/DoubletFinder

R package for detecting doublets in single-cell RNA sequencing data

Primary LanguageR

DoubletFinder

DoubletFinder is an R package that predicts doublets in single-cell RNA sequencing data.

DoubletFinder is implemented to interface with Seurat >= 2.0 (https://satijalab.org/seurat/)

For more information, check out our preprint (https://www.biorxiv.org/content/early/2018/06/20/352484)

Installation (in R/RStudio)

devtools::install_github('chris-mcginnis-ucsf/doubletFinder')

Dependencies

DoubletFinder requires the Seurat (>= 2.0) and Matrix (1.2.14) R packages

Usage

DoubletFinder can be broken up into 4 steps:

(1) Generate artificial doublets from existing scRNA-seq data

(2) Perform PCA on the merged real-artificial data

(3) Calculate the euclidean distance matrix in PC space and find each cell's proportion of artificial nearest neighbors (pANN)

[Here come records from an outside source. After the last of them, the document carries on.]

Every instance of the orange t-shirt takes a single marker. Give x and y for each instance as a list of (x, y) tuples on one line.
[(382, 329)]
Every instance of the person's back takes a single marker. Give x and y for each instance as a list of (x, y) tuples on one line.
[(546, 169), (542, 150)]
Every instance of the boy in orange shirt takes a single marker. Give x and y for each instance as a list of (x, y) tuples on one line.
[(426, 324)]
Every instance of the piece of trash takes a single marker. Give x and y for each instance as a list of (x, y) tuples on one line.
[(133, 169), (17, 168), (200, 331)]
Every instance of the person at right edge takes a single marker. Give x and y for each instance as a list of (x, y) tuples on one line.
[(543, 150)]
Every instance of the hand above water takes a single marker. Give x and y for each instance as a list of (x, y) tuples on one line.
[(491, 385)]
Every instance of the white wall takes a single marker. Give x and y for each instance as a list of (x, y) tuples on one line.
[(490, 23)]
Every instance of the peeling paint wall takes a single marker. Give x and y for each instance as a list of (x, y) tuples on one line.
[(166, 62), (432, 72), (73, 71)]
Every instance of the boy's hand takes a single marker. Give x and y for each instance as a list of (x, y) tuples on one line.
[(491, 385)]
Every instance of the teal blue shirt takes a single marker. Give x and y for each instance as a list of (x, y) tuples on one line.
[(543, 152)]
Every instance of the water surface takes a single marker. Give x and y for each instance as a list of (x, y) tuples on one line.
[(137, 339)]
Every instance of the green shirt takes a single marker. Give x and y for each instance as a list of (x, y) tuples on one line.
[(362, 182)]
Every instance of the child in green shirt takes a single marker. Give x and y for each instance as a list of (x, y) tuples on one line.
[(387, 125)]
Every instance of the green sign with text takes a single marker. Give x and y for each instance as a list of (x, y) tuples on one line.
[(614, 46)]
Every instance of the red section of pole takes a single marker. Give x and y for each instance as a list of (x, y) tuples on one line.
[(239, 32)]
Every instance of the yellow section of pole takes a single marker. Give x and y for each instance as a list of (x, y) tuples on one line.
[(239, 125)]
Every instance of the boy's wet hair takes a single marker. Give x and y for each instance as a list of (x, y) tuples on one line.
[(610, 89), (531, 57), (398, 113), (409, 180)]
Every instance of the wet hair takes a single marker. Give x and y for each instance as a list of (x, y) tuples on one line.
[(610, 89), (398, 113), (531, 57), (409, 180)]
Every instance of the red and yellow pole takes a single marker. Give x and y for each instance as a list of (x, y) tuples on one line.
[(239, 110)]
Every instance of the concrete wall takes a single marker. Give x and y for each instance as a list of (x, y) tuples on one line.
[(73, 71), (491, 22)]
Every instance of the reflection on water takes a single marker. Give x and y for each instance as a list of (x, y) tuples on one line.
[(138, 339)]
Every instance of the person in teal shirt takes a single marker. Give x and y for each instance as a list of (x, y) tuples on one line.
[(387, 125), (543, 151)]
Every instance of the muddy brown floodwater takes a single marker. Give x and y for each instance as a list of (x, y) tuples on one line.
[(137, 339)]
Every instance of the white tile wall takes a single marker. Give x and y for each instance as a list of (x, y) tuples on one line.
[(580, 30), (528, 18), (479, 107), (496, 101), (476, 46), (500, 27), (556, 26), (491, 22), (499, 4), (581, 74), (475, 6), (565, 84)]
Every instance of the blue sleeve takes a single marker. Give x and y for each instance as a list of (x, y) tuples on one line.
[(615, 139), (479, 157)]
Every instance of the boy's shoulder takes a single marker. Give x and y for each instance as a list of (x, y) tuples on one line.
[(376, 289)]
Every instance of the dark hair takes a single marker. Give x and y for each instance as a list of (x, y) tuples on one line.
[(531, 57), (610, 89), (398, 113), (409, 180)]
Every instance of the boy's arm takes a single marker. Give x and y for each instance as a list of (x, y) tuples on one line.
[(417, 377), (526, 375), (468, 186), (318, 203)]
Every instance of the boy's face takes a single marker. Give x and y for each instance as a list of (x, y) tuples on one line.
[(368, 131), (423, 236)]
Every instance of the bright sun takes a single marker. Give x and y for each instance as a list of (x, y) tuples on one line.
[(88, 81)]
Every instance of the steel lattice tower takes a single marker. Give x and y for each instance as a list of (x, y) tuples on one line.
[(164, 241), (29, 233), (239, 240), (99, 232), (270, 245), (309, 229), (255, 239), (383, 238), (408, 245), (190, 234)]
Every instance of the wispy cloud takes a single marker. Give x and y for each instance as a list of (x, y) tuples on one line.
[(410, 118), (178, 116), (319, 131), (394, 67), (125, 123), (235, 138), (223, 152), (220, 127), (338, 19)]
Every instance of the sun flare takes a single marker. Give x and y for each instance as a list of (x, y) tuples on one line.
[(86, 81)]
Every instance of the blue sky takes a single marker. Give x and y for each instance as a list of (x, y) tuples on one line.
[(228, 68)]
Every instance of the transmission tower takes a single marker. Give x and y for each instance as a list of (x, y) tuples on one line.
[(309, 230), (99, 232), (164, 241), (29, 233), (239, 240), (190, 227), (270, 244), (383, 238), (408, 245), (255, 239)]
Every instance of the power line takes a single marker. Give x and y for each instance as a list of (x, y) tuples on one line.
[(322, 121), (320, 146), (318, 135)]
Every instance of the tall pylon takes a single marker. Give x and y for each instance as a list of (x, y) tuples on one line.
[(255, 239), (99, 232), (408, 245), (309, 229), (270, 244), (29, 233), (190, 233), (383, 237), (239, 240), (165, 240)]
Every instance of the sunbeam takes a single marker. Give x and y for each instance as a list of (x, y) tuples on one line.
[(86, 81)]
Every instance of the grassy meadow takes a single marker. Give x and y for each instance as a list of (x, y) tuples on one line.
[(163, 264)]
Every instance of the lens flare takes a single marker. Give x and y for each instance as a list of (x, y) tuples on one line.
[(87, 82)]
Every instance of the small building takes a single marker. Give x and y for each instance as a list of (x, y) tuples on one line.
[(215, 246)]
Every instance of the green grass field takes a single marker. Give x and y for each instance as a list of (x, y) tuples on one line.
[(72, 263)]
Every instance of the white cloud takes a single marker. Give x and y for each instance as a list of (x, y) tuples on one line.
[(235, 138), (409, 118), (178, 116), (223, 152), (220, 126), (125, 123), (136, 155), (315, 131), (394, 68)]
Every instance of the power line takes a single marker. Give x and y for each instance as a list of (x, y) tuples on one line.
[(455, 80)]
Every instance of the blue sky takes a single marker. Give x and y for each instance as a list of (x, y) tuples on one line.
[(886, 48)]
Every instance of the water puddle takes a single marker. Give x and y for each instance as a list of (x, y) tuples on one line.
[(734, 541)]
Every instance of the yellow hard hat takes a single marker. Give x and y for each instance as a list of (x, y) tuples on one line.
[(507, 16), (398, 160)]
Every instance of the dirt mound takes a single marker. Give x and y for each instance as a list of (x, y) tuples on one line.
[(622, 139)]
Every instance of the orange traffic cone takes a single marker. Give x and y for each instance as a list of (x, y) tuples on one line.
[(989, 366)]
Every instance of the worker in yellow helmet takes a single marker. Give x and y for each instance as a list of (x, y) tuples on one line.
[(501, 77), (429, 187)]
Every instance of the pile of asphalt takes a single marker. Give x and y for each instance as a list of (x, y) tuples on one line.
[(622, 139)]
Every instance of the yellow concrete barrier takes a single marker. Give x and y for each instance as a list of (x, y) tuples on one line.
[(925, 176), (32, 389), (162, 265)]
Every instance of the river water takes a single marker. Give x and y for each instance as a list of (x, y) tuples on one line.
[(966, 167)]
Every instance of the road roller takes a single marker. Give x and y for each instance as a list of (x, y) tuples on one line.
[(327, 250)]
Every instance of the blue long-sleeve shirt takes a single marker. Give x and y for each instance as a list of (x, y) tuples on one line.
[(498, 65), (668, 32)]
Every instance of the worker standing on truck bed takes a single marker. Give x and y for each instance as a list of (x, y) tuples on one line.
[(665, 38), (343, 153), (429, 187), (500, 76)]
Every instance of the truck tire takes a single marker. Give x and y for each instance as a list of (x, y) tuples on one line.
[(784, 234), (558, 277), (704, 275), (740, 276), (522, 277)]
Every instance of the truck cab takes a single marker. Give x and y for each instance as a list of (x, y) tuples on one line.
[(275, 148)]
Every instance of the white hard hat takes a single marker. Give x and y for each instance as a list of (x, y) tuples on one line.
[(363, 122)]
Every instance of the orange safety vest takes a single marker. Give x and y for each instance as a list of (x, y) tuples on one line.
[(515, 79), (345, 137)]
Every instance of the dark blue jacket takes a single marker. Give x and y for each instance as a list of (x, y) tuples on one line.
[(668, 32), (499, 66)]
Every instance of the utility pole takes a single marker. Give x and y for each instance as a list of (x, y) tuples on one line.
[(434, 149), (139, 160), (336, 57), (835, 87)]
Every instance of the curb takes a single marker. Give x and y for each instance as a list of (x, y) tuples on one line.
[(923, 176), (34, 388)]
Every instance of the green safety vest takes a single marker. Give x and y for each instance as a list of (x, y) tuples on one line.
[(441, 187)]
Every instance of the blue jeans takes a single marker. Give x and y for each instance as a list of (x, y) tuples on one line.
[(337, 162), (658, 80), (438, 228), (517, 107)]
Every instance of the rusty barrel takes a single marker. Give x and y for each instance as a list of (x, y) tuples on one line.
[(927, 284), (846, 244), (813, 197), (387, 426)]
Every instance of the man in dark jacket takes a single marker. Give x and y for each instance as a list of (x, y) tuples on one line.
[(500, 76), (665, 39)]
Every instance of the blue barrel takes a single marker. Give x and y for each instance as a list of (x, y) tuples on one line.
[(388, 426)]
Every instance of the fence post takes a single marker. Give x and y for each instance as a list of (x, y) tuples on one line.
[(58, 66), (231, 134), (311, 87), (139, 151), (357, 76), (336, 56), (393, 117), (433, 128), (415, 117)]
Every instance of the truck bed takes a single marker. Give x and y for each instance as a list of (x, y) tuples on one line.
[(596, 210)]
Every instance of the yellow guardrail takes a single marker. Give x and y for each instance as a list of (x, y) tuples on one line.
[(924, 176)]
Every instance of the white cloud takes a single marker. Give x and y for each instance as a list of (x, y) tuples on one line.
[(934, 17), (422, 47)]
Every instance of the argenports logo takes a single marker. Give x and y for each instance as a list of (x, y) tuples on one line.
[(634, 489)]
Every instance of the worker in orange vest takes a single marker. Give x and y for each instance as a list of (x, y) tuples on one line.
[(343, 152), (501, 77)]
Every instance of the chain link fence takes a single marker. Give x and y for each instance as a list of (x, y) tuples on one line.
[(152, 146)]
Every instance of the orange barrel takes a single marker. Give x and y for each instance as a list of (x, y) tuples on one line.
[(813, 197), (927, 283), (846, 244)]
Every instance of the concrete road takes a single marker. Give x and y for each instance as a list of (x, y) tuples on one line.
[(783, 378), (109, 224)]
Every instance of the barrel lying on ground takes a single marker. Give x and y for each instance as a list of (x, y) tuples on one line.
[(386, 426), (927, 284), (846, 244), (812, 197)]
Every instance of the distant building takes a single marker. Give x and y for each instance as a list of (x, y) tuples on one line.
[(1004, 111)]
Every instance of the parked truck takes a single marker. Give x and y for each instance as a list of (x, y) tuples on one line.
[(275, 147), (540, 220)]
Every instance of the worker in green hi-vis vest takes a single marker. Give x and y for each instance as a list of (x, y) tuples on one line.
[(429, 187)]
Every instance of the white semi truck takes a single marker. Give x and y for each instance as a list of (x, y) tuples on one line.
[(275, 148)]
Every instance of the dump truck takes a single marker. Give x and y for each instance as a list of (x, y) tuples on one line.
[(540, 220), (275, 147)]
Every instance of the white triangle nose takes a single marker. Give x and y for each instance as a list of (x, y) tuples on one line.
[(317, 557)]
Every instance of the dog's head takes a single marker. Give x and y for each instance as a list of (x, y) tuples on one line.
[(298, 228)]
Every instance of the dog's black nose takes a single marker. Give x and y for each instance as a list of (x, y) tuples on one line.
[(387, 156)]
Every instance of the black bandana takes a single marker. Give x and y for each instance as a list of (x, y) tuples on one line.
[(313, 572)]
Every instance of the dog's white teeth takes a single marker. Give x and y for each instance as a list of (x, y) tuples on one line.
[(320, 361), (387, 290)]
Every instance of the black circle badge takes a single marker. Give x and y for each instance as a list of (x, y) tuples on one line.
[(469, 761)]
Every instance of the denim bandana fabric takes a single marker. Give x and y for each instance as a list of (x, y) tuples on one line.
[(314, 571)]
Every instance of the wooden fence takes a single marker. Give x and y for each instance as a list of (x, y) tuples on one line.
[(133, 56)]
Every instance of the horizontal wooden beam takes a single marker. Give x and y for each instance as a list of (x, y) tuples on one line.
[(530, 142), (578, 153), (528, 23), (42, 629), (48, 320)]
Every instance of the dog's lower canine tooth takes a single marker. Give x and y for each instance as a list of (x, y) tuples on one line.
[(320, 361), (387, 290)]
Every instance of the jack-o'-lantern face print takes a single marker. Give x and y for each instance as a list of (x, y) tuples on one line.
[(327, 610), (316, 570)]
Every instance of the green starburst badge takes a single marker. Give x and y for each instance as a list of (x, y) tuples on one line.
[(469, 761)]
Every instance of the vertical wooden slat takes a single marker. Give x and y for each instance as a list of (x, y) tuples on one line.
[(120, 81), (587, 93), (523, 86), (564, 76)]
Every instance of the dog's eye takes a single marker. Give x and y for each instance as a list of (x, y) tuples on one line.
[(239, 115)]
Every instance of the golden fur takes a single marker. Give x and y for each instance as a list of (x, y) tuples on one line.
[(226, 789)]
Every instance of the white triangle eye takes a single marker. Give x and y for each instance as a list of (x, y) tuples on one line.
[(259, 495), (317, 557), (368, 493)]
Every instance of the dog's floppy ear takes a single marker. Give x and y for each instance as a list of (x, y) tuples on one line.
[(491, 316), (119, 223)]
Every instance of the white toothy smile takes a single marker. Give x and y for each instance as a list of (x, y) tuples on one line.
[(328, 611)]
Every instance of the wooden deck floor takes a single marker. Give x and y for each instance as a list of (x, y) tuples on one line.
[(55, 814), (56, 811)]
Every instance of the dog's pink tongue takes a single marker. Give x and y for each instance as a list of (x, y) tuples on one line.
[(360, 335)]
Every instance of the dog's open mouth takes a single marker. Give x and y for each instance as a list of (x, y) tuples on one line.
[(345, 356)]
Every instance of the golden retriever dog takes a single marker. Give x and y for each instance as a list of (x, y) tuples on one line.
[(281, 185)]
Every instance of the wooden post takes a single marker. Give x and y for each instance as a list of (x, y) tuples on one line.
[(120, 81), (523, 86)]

(4) Rank order and threshold pANN values according to the expected number of doublets

alternativetext

DoubletFinder takes the following arguments:

seu ~ This is a fully-processed Seurat object (i.e., after NormalizeData, FindVariableGenes, ScaleData, RunPCA, and RunTSNE have all been run).

proportion.artificial ~ This defines the number of generated artificial doublets, expressed as a proportion of the merged real-artificial data. Default is set to 25%, based on previous optimization (see McGinnis, Murrow and Gartner 2018, BioRxiv).

proportion.NN ~ This defines the PC neighborhood size sued to calculate pANN, expressed as a proportion of the merged real-artificial data. Default is set to 1%, based on previous optimization (see McGinnis, Murrow and Gartner 2018, BioRxiv).

expected.doublets ~ This defines the pANN threshold used to make final doublet/singlet predictions. This value can best be estimated from cell loading densities into the 10X/Drop-Seq device.

Application to Cell Hashing and Demuxlet data

alternativetext

References

  1. Stoeckius M, Zheng S, Houck-Loomis B, Hao S, Yeung BZ, Smibert P, Satija R. Cell "hashing" with barcoded antibodies enables multiplexing and doublet detection for single cell genomics. 2017. Preprint. bioRxiv doi: 10.1101/237693.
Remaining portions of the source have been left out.